Besides coffee grinds, some other mediums that Ekambaram uses is clay, mirrors and eggshells to create unique art pieces.
“I work with a lot of mediums to get more challenged and inspired and it keeps me motivated. I like anything with clay and mixed mediums.”
“Quilling is something I learned from my mother, and I use it as a piece of art to keep myself more engaged and focused,” she said. Quilling involves using strips of paper that are rolled, twisted, curled and then glued together to create a shape. Quilling is not a traditional Indian art form but Ekambaram learned it as a child and really enjoys it.

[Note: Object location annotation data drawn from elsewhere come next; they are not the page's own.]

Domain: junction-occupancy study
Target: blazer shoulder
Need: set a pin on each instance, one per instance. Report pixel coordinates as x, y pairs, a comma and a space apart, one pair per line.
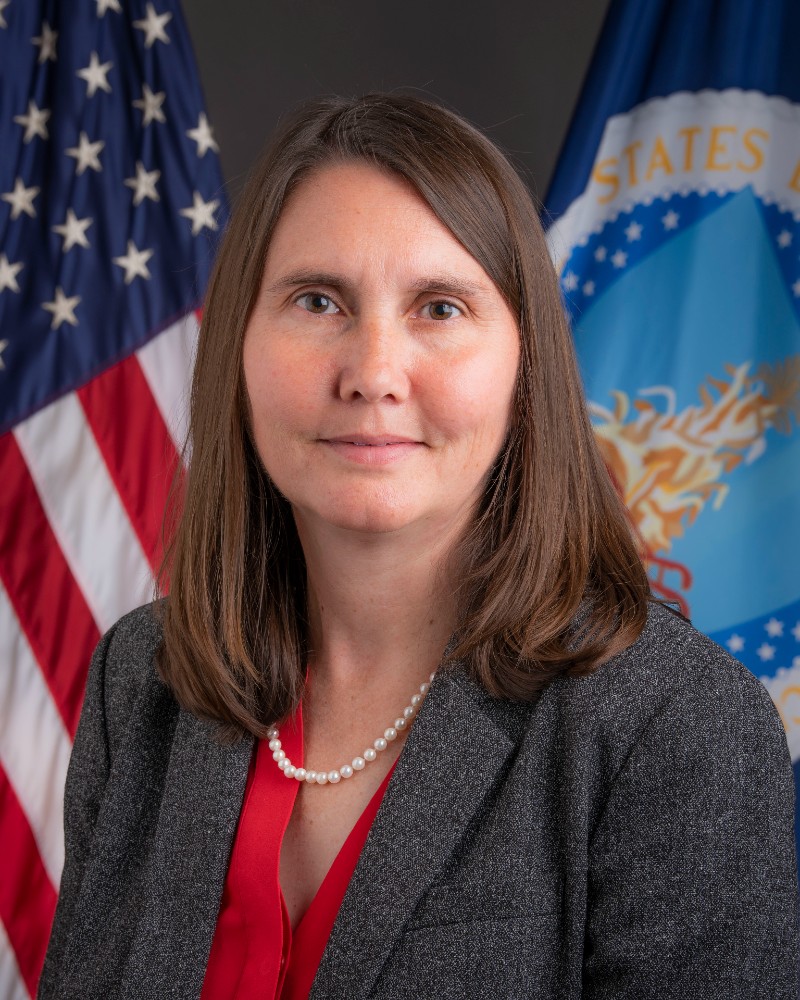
125, 660
671, 668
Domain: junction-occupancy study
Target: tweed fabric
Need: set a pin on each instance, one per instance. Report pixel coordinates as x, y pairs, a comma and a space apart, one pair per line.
629, 836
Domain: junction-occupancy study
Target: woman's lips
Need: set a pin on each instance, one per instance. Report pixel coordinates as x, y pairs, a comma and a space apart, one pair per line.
373, 450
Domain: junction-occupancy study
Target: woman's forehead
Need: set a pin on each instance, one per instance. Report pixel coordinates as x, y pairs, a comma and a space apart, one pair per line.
354, 219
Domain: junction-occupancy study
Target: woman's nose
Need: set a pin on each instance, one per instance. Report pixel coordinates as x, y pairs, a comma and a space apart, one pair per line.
375, 364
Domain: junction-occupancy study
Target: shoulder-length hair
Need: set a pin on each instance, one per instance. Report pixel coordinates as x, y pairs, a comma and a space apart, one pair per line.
550, 536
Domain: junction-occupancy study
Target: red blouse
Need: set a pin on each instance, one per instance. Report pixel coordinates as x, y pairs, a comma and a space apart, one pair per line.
255, 953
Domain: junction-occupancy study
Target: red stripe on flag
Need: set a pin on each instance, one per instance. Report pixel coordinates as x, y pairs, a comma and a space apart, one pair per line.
45, 597
136, 446
27, 897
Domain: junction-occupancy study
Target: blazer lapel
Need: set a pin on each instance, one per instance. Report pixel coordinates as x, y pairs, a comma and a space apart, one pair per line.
200, 807
455, 751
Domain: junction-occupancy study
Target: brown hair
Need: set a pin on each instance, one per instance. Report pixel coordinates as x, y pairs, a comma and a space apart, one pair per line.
551, 537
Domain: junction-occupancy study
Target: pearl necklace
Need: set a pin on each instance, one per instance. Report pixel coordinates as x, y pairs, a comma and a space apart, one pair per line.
359, 763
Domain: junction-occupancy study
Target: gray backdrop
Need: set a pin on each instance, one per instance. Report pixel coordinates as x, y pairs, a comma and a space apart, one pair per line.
514, 68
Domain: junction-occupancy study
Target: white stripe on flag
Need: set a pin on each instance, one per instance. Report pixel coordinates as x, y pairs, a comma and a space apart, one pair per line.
11, 984
34, 743
167, 362
84, 510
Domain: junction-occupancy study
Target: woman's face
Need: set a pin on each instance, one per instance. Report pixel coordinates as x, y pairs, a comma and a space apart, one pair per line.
380, 360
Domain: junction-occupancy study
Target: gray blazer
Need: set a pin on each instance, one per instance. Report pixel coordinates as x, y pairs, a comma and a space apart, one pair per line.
629, 836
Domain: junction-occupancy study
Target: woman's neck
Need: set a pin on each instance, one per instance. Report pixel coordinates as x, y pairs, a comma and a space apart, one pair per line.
379, 606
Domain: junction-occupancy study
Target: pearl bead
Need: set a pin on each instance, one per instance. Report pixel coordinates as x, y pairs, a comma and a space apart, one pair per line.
359, 763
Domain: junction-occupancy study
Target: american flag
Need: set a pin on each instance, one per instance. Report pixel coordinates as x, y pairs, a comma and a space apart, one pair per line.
110, 203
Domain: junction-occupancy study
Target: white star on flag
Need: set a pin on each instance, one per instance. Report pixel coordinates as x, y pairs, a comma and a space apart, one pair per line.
735, 644
570, 281
87, 154
95, 75
21, 199
35, 122
62, 308
201, 213
150, 105
46, 42
620, 259
203, 135
774, 628
153, 26
8, 274
134, 263
74, 231
633, 232
143, 184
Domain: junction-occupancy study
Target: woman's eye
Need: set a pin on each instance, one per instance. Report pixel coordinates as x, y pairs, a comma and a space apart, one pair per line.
315, 303
442, 310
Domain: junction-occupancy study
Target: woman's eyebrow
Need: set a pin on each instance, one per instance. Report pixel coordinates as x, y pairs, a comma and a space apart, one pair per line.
441, 283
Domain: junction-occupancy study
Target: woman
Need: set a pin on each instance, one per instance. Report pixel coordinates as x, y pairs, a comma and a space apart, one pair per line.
409, 722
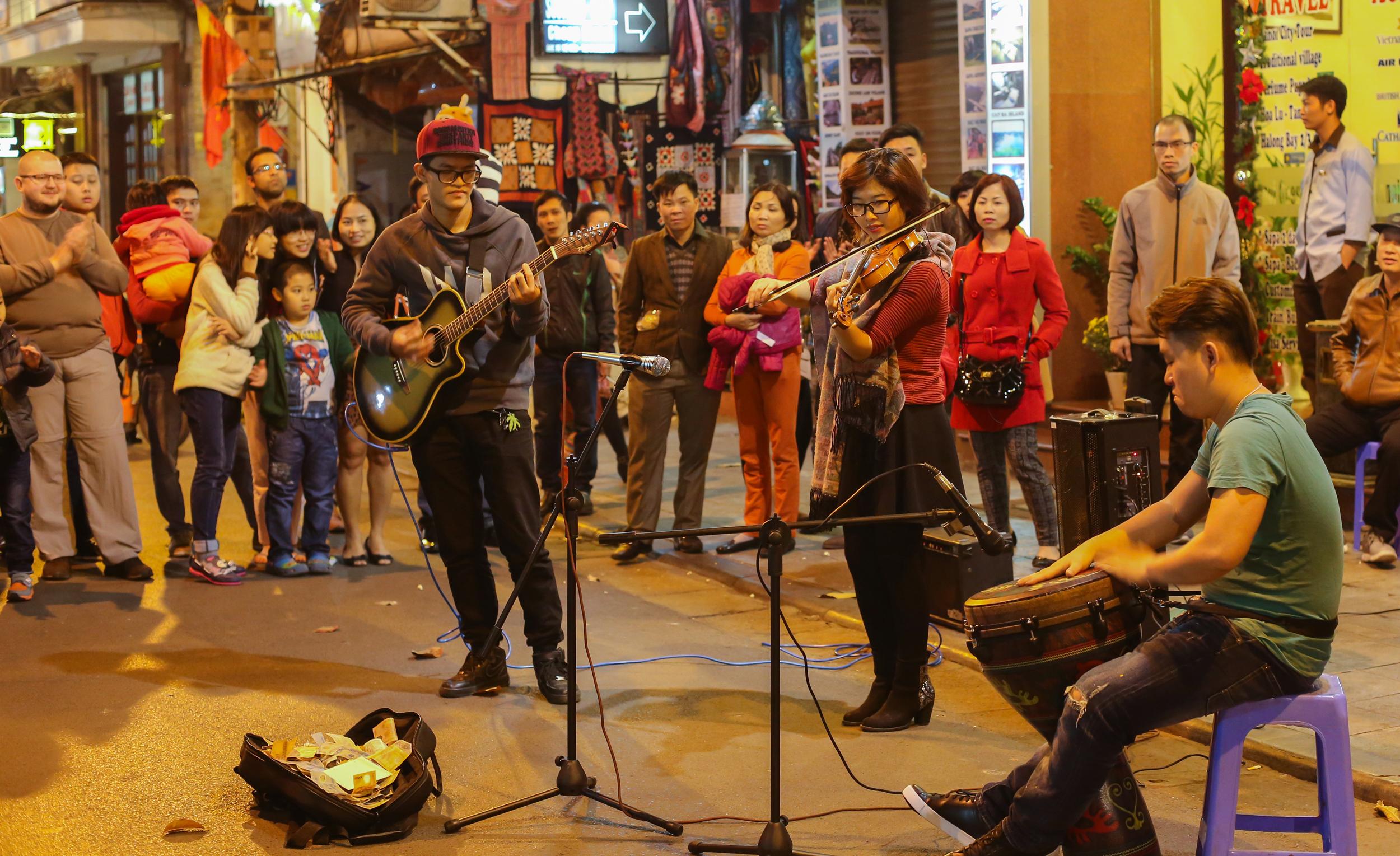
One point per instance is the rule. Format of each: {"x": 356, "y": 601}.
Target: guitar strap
{"x": 478, "y": 280}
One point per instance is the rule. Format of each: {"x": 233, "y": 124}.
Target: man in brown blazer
{"x": 661, "y": 311}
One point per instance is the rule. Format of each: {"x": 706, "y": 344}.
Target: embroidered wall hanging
{"x": 671, "y": 147}
{"x": 528, "y": 141}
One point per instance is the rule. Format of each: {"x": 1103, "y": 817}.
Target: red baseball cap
{"x": 451, "y": 132}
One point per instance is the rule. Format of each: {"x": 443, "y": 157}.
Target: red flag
{"x": 220, "y": 58}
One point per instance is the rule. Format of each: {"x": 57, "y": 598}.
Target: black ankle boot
{"x": 874, "y": 701}
{"x": 911, "y": 701}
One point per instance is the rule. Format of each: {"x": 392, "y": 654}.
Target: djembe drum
{"x": 1034, "y": 644}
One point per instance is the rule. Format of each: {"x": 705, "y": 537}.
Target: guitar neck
{"x": 480, "y": 310}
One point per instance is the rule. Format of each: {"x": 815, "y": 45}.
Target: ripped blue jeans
{"x": 1194, "y": 666}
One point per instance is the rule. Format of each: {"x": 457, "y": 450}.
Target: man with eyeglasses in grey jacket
{"x": 1169, "y": 228}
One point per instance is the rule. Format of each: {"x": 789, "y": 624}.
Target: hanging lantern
{"x": 762, "y": 153}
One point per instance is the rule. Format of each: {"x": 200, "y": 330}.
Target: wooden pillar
{"x": 245, "y": 141}
{"x": 1230, "y": 96}
{"x": 175, "y": 82}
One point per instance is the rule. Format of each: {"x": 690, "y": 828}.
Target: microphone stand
{"x": 774, "y": 841}
{"x": 572, "y": 781}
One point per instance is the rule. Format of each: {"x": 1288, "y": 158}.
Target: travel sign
{"x": 604, "y": 26}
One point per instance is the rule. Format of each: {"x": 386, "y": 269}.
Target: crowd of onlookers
{"x": 239, "y": 339}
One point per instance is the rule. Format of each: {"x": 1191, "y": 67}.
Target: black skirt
{"x": 922, "y": 434}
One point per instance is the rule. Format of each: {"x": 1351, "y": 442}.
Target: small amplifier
{"x": 1108, "y": 466}
{"x": 958, "y": 570}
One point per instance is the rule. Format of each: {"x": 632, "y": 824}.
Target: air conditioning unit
{"x": 438, "y": 15}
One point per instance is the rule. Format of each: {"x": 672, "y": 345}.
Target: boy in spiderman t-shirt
{"x": 298, "y": 356}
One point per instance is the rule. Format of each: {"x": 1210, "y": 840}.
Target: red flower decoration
{"x": 1245, "y": 212}
{"x": 1250, "y": 86}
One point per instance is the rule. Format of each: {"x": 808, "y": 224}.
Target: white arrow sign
{"x": 642, "y": 34}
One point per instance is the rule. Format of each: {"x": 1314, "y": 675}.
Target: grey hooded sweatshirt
{"x": 1165, "y": 234}
{"x": 418, "y": 258}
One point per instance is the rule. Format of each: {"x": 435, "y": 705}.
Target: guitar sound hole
{"x": 438, "y": 353}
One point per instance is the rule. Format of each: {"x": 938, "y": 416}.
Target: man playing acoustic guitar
{"x": 1269, "y": 565}
{"x": 479, "y": 433}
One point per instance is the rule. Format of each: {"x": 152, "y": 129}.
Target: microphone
{"x": 654, "y": 366}
{"x": 989, "y": 539}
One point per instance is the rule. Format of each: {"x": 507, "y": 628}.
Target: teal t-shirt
{"x": 1294, "y": 565}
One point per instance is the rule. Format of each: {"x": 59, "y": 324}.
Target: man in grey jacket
{"x": 1169, "y": 228}
{"x": 478, "y": 442}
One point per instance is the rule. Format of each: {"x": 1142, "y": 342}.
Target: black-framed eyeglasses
{"x": 880, "y": 206}
{"x": 451, "y": 177}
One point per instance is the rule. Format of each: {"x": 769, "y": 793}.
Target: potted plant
{"x": 1098, "y": 340}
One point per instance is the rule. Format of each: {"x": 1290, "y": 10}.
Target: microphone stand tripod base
{"x": 572, "y": 779}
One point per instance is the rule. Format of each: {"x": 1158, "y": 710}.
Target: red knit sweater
{"x": 914, "y": 316}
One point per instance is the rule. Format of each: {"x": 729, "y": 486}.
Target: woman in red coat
{"x": 1000, "y": 276}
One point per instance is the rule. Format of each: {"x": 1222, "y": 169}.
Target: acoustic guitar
{"x": 395, "y": 396}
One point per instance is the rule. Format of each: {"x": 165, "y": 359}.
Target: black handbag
{"x": 314, "y": 816}
{"x": 990, "y": 382}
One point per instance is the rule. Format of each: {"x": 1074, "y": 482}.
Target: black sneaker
{"x": 183, "y": 545}
{"x": 956, "y": 812}
{"x": 58, "y": 568}
{"x": 132, "y": 568}
{"x": 995, "y": 844}
{"x": 552, "y": 673}
{"x": 633, "y": 551}
{"x": 478, "y": 676}
{"x": 87, "y": 556}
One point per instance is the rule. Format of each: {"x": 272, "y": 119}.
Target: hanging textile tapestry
{"x": 528, "y": 141}
{"x": 671, "y": 147}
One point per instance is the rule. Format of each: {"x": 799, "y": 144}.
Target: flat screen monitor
{"x": 604, "y": 27}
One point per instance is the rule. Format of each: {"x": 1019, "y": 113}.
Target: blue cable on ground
{"x": 846, "y": 653}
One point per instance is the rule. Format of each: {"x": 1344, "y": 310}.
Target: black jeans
{"x": 804, "y": 422}
{"x": 301, "y": 455}
{"x": 1196, "y": 666}
{"x": 16, "y": 511}
{"x": 549, "y": 417}
{"x": 1346, "y": 425}
{"x": 1147, "y": 380}
{"x": 213, "y": 425}
{"x": 889, "y": 591}
{"x": 1318, "y": 300}
{"x": 460, "y": 461}
{"x": 990, "y": 450}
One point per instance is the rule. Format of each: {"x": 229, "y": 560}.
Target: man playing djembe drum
{"x": 1272, "y": 548}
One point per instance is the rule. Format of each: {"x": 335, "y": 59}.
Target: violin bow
{"x": 867, "y": 248}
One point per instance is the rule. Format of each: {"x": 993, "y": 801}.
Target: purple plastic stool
{"x": 1364, "y": 453}
{"x": 1325, "y": 712}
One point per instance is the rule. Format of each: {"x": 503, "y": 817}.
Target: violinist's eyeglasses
{"x": 880, "y": 206}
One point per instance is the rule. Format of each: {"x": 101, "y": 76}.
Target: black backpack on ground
{"x": 314, "y": 816}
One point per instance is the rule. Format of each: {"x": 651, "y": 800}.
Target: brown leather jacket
{"x": 681, "y": 328}
{"x": 1365, "y": 349}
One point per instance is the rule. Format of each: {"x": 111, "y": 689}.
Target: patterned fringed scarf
{"x": 762, "y": 259}
{"x": 860, "y": 396}
{"x": 856, "y": 396}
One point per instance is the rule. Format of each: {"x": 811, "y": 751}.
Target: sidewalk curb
{"x": 1365, "y": 787}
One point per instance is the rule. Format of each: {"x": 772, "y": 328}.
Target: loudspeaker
{"x": 1108, "y": 467}
{"x": 956, "y": 570}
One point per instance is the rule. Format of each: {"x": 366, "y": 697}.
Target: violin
{"x": 883, "y": 258}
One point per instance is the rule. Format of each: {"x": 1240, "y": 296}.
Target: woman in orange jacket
{"x": 765, "y": 400}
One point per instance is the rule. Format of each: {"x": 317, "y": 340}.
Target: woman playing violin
{"x": 881, "y": 408}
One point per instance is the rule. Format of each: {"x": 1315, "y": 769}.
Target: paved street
{"x": 128, "y": 703}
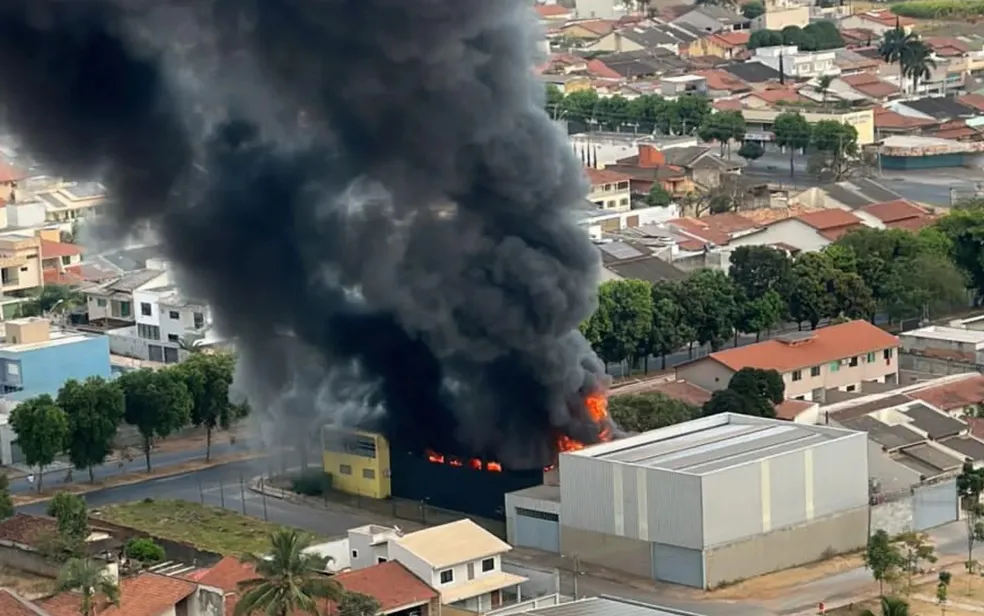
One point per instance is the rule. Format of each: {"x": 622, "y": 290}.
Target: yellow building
{"x": 358, "y": 462}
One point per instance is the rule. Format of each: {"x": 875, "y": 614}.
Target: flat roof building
{"x": 715, "y": 499}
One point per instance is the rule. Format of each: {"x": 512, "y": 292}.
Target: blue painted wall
{"x": 45, "y": 370}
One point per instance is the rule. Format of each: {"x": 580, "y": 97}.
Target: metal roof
{"x": 607, "y": 606}
{"x": 711, "y": 446}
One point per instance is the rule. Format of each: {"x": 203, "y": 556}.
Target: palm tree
{"x": 288, "y": 579}
{"x": 823, "y": 86}
{"x": 918, "y": 63}
{"x": 895, "y": 47}
{"x": 90, "y": 579}
{"x": 891, "y": 606}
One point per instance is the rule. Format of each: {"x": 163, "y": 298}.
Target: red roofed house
{"x": 836, "y": 357}
{"x": 610, "y": 190}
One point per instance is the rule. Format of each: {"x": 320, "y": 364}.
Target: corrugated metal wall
{"x": 934, "y": 505}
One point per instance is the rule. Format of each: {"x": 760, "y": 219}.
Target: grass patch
{"x": 207, "y": 528}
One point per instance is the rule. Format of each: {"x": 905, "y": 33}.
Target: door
{"x": 537, "y": 529}
{"x": 934, "y": 505}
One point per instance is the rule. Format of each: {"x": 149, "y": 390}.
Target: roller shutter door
{"x": 537, "y": 529}
{"x": 934, "y": 505}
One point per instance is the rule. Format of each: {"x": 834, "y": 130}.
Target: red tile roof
{"x": 147, "y": 594}
{"x": 895, "y": 211}
{"x": 12, "y": 605}
{"x": 599, "y": 177}
{"x": 50, "y": 250}
{"x": 827, "y": 344}
{"x": 954, "y": 395}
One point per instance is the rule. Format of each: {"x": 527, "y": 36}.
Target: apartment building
{"x": 837, "y": 357}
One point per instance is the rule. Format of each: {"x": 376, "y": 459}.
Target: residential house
{"x": 72, "y": 201}
{"x": 650, "y": 36}
{"x": 847, "y": 195}
{"x": 806, "y": 232}
{"x": 713, "y": 18}
{"x": 629, "y": 260}
{"x": 20, "y": 264}
{"x": 835, "y": 357}
{"x": 781, "y": 14}
{"x": 867, "y": 86}
{"x": 727, "y": 45}
{"x": 35, "y": 359}
{"x": 878, "y": 22}
{"x": 461, "y": 560}
{"x": 649, "y": 167}
{"x": 796, "y": 63}
{"x": 110, "y": 303}
{"x": 608, "y": 189}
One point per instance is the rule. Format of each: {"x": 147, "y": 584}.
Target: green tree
{"x": 882, "y": 558}
{"x": 658, "y": 196}
{"x": 91, "y": 580}
{"x": 792, "y": 132}
{"x": 72, "y": 515}
{"x": 649, "y": 411}
{"x": 916, "y": 549}
{"x": 723, "y": 127}
{"x": 207, "y": 378}
{"x": 670, "y": 329}
{"x": 890, "y": 606}
{"x": 753, "y": 9}
{"x": 751, "y": 151}
{"x": 710, "y": 306}
{"x": 288, "y": 579}
{"x": 6, "y": 501}
{"x": 41, "y": 428}
{"x": 155, "y": 402}
{"x": 94, "y": 409}
{"x": 357, "y": 604}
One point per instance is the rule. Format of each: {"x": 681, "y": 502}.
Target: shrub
{"x": 935, "y": 9}
{"x": 144, "y": 550}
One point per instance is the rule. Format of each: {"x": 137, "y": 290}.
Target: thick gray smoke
{"x": 402, "y": 257}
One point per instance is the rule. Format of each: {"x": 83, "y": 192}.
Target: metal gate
{"x": 934, "y": 505}
{"x": 537, "y": 529}
{"x": 678, "y": 565}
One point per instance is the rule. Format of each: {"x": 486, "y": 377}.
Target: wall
{"x": 788, "y": 547}
{"x": 45, "y": 370}
{"x": 706, "y": 373}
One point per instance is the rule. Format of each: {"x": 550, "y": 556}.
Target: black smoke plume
{"x": 403, "y": 257}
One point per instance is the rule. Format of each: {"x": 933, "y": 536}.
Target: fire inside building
{"x": 368, "y": 464}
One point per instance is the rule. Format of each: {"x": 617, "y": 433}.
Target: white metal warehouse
{"x": 716, "y": 499}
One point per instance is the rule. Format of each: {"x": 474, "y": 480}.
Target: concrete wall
{"x": 785, "y": 548}
{"x": 618, "y": 553}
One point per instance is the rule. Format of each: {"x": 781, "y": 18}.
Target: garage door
{"x": 678, "y": 565}
{"x": 934, "y": 505}
{"x": 537, "y": 529}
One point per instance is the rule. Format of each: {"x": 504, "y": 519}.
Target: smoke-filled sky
{"x": 367, "y": 192}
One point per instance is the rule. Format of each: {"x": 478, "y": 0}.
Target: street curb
{"x": 135, "y": 480}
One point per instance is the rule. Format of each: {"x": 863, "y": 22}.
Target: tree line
{"x": 869, "y": 271}
{"x": 83, "y": 419}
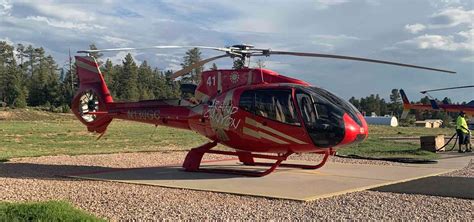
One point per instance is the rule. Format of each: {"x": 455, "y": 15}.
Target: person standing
{"x": 463, "y": 132}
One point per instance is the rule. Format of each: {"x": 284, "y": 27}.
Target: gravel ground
{"x": 29, "y": 179}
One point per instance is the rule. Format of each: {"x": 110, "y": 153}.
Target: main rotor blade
{"x": 195, "y": 65}
{"x": 458, "y": 87}
{"x": 154, "y": 47}
{"x": 354, "y": 58}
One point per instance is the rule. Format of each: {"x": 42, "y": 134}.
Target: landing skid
{"x": 194, "y": 157}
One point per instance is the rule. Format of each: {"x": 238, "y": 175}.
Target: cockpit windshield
{"x": 322, "y": 113}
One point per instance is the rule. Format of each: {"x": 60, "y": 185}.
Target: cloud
{"x": 464, "y": 42}
{"x": 415, "y": 28}
{"x": 452, "y": 17}
{"x": 64, "y": 24}
{"x": 325, "y": 4}
{"x": 5, "y": 7}
{"x": 116, "y": 41}
{"x": 446, "y": 18}
{"x": 63, "y": 11}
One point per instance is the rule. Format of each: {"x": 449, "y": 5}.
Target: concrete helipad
{"x": 295, "y": 184}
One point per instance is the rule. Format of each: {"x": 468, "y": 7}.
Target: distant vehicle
{"x": 251, "y": 110}
{"x": 435, "y": 106}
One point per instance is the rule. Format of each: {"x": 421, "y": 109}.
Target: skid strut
{"x": 194, "y": 158}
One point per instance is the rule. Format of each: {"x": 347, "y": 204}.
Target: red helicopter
{"x": 257, "y": 112}
{"x": 407, "y": 106}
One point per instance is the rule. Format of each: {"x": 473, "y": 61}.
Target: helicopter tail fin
{"x": 406, "y": 104}
{"x": 90, "y": 102}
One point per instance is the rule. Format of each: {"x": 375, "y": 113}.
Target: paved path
{"x": 296, "y": 184}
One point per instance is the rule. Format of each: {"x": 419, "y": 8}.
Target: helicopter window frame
{"x": 285, "y": 111}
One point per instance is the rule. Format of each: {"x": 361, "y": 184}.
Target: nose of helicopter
{"x": 354, "y": 133}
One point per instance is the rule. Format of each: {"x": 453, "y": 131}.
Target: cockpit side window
{"x": 322, "y": 119}
{"x": 272, "y": 104}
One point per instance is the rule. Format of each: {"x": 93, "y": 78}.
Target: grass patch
{"x": 55, "y": 137}
{"x": 376, "y": 147}
{"x": 43, "y": 211}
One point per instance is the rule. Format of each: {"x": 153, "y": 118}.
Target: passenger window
{"x": 272, "y": 104}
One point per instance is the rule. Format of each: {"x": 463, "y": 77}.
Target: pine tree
{"x": 96, "y": 55}
{"x": 395, "y": 103}
{"x": 192, "y": 56}
{"x": 110, "y": 76}
{"x": 145, "y": 81}
{"x": 128, "y": 80}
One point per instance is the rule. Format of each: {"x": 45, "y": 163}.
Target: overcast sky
{"x": 436, "y": 33}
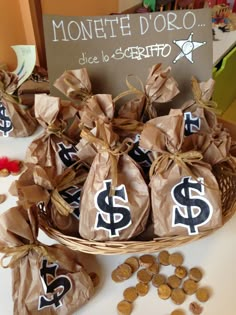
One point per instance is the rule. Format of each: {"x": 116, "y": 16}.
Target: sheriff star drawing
{"x": 187, "y": 47}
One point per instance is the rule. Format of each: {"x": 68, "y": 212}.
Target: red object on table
{"x": 11, "y": 166}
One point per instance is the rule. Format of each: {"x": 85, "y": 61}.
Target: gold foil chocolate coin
{"x": 142, "y": 288}
{"x": 144, "y": 276}
{"x": 130, "y": 294}
{"x": 124, "y": 308}
{"x": 164, "y": 291}
{"x": 158, "y": 279}
{"x": 164, "y": 257}
{"x": 173, "y": 281}
{"x": 178, "y": 296}
{"x": 202, "y": 294}
{"x": 181, "y": 272}
{"x": 133, "y": 262}
{"x": 190, "y": 286}
{"x": 146, "y": 260}
{"x": 176, "y": 259}
{"x": 195, "y": 274}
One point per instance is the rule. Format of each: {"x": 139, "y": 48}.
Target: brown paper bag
{"x": 159, "y": 88}
{"x": 55, "y": 147}
{"x": 200, "y": 113}
{"x": 45, "y": 279}
{"x": 185, "y": 195}
{"x": 115, "y": 197}
{"x": 60, "y": 195}
{"x": 15, "y": 120}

Ekambaram’s work has been displayed around the valley and last April she was the featured artist of the month in Cottonwood Heights.
Ekambaram’s eggshell painting of a snake was one of her pieces on display at Cottonwood Heights City Hall. She used eggshells to create the image. “The eggshells are placed on the canvas, and then I use acrylics on it,” she said.
In the past Ekambaram has also taught a lippan art class at a children’s museum and is teaching one in May at the Taylorsville Library. Lippan art uses clay and mirrors. “Lippan art was done in rural areas of India. People in India use it on doors and this is very popular,” Ekambaram said.
“I moved to the U.S. with my husband and we lived in the United States for 12 years after we got married. We lived in Nebraska, Atlanta and now we have been in Utah for 6 years.” In India, Ekambaram designed apps as a content creator for schools and she was a software engineer.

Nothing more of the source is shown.